Here’s why we think you principled rejecters could probably dine with us on Facebook without becoming Zuckerberg’s zombie slaves or feeling all icky about yourselves: At present, Facebook is our most convenient, diverse, interactive, and up-to-date platform. Besides notifying you of new PG articles and videos, breaking news updates, and killer gear giveaways (including our famous Stompboxtober and new Pro Pedalboard drawings)—which are now open to international residents—our Facebook page also brings you extra photos of gear and artists that won’t fit in the print edition. And, yes, we even have some Facebook-only gear giveaways. Like it or not, Facebook is one of the most popular websites on earth, and if we’re going to continue to bring you veritable boatloads of coverage for next to nothing, you’ve got to be cool with the things we do there to remain competitive. Seriously, just try it out. Hell, you don’t even have to use your Facebook account for anything else: Create an account, don’t post anything, and simply indulge in all the aforementioned coolness.

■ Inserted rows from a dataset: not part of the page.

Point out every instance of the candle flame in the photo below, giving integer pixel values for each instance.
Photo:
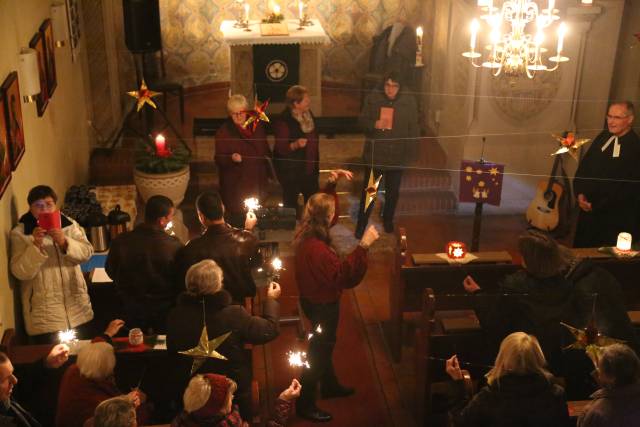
(67, 336)
(298, 359)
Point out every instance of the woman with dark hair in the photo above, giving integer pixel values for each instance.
(389, 118)
(296, 151)
(519, 392)
(556, 287)
(46, 259)
(322, 276)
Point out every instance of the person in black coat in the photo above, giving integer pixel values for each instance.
(520, 390)
(205, 297)
(141, 263)
(554, 287)
(607, 182)
(234, 250)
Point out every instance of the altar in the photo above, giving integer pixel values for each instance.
(280, 71)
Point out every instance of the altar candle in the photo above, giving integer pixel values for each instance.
(161, 144)
(474, 34)
(624, 242)
(561, 32)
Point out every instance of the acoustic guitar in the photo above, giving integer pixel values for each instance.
(543, 212)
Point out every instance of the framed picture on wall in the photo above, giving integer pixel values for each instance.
(46, 29)
(73, 18)
(37, 43)
(5, 156)
(12, 116)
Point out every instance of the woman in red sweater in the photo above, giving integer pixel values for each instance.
(321, 276)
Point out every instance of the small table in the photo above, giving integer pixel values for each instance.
(311, 39)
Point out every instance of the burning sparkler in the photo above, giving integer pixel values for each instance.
(298, 359)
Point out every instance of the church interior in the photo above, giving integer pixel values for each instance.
(505, 116)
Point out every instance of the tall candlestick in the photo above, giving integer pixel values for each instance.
(474, 33)
(161, 144)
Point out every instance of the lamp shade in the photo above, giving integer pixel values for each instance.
(59, 23)
(28, 72)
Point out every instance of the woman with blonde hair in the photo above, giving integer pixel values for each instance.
(519, 392)
(321, 276)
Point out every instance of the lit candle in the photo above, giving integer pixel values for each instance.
(624, 242)
(561, 32)
(161, 144)
(474, 33)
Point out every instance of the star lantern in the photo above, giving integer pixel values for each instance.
(144, 95)
(371, 190)
(256, 115)
(205, 349)
(569, 144)
(456, 250)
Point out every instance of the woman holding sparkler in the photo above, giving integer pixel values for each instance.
(321, 276)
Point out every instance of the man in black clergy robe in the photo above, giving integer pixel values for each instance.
(607, 182)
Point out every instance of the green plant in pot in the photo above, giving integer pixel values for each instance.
(162, 170)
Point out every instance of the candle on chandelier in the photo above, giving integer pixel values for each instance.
(474, 33)
(561, 32)
(624, 242)
(161, 144)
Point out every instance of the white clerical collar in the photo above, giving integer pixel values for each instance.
(616, 145)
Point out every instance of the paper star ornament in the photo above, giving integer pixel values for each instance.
(205, 349)
(144, 95)
(371, 190)
(569, 144)
(256, 115)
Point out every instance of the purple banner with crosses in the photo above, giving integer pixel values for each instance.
(481, 182)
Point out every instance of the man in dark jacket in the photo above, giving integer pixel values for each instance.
(206, 297)
(617, 403)
(390, 121)
(141, 264)
(11, 412)
(234, 250)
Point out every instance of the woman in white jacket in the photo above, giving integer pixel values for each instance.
(47, 263)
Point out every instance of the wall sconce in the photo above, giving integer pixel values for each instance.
(29, 74)
(59, 23)
(456, 250)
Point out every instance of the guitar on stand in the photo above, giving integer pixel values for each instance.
(545, 210)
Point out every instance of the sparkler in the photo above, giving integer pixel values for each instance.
(67, 337)
(298, 359)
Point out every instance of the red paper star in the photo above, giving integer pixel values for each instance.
(256, 115)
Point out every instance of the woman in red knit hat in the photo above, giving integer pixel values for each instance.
(208, 402)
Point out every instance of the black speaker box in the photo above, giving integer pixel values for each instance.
(142, 25)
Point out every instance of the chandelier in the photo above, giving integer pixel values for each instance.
(518, 50)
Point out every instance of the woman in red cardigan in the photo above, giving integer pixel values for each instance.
(321, 276)
(242, 159)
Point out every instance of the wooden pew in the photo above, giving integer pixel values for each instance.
(409, 281)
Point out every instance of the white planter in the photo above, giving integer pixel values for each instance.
(172, 185)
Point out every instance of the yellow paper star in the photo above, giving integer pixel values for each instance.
(570, 144)
(143, 95)
(371, 190)
(205, 348)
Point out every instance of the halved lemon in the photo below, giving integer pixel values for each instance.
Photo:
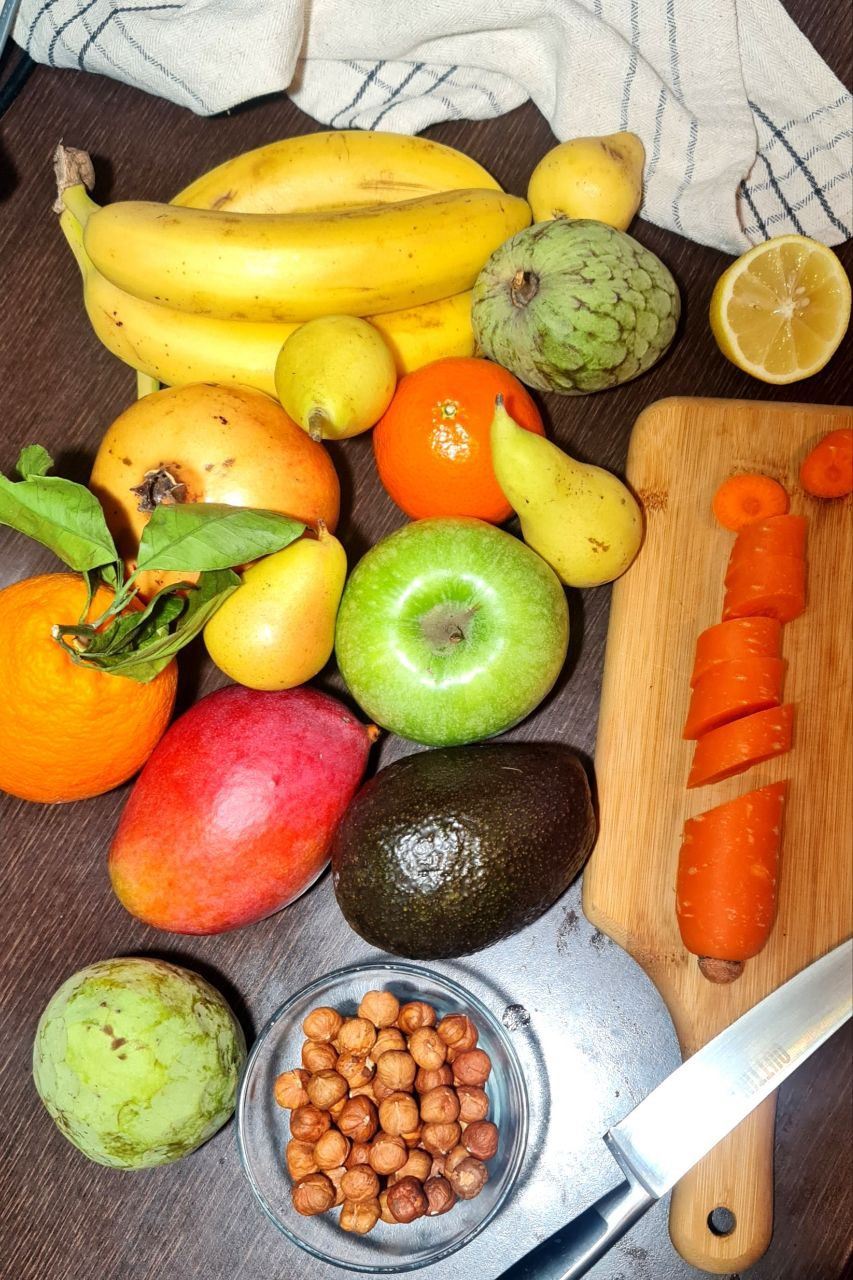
(780, 311)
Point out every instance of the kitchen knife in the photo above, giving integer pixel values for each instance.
(697, 1106)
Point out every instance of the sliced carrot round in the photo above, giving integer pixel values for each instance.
(725, 894)
(739, 638)
(740, 744)
(734, 689)
(746, 499)
(766, 586)
(828, 470)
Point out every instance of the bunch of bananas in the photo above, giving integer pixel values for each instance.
(349, 223)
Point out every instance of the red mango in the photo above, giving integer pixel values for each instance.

Who doesn’t love YouTube? We’ve got 20 million views and counting there. If you need your guitar fix in small doses throughout each day, premierguitar.com is the stealthiest route to ease the workaday blues. Love the look of our print mag but miss the ads and the idea of flipping pages, try our digital versions (digital.premierguitar.com)—which also include bonus sections stocked with all the web-exclusive gear reviews from that month. Need something to keep you occupied in the dentist’s waiting room? Our iPhone and Android apps put entire PG issues in the palm of your hand. Into Twitter? We’re there, too. We’re also serving up choice archival tidbits on Tumblr. In sum, we work hard to make our multi-platform smorgasbord pretty damn tempting, so go ahead and pig out—no shame here.

Ratings revised.
Okay, let’s move on. Many of you base buying decisions on our reviews, so we’ve revised our ratings system to be more practical. Many products received 3.5–4.5 picks (out of 5) under our previous single-score system, which was useful for ata- glance summations but also obscured some nuance.

For instance, how should a reviewer rate an affordable guitar that has a few minor cosmetic flaws but sends everyone who plays it to tonal heaven? You guessed it—they average what might’ve been a 3-pick rating for build quality with a 5-pick rating for tones, and end up with a 4 or 4.5. And when you average assessments of playability, innovation, feel, build quality, and bang for the buck, you inevitably end up with a score that can seem like we’re treating manufacturers with kid gloves. We’re not. But while some people want to see us ruthlessly bash a product in a cathartic rant that they must believe will somehow rain vicarious vengeance down upon companies that put out crap 20 or 30 years ago, the truth is that these days CNC construction and the ease of internet research—for both builders and consumers—has exponentially improved the overall quality of products on the market today.

So, while you or I may pick up a guitar or plug into an amp or pedal and immediately know it’s not for us, these days that’s usually due more to whether it fits our style and level of pickiness than whether it truly sucks. We also go to great effort to make sure each product is reviewed by a player who’s part of the target audience. We don’t send jazz archtops to metalheads, and we don’t send high-gain amps to blues dudes.

Anyway, our new rating system includes brief summations of a product’s pros and cons, as well as pick ratings (0–5) in four categories—Tones, Build, Value, and Playability (for instruments) or Ease of Use (amps, effects, and other devices) or Versatility (pickups). Items with a total of 18 or more picks (out of 20) win our coveted Premier Gear Award. We think you’ll get more out of this, and we welcome your feedback. Pick a platform—any platform—and write us!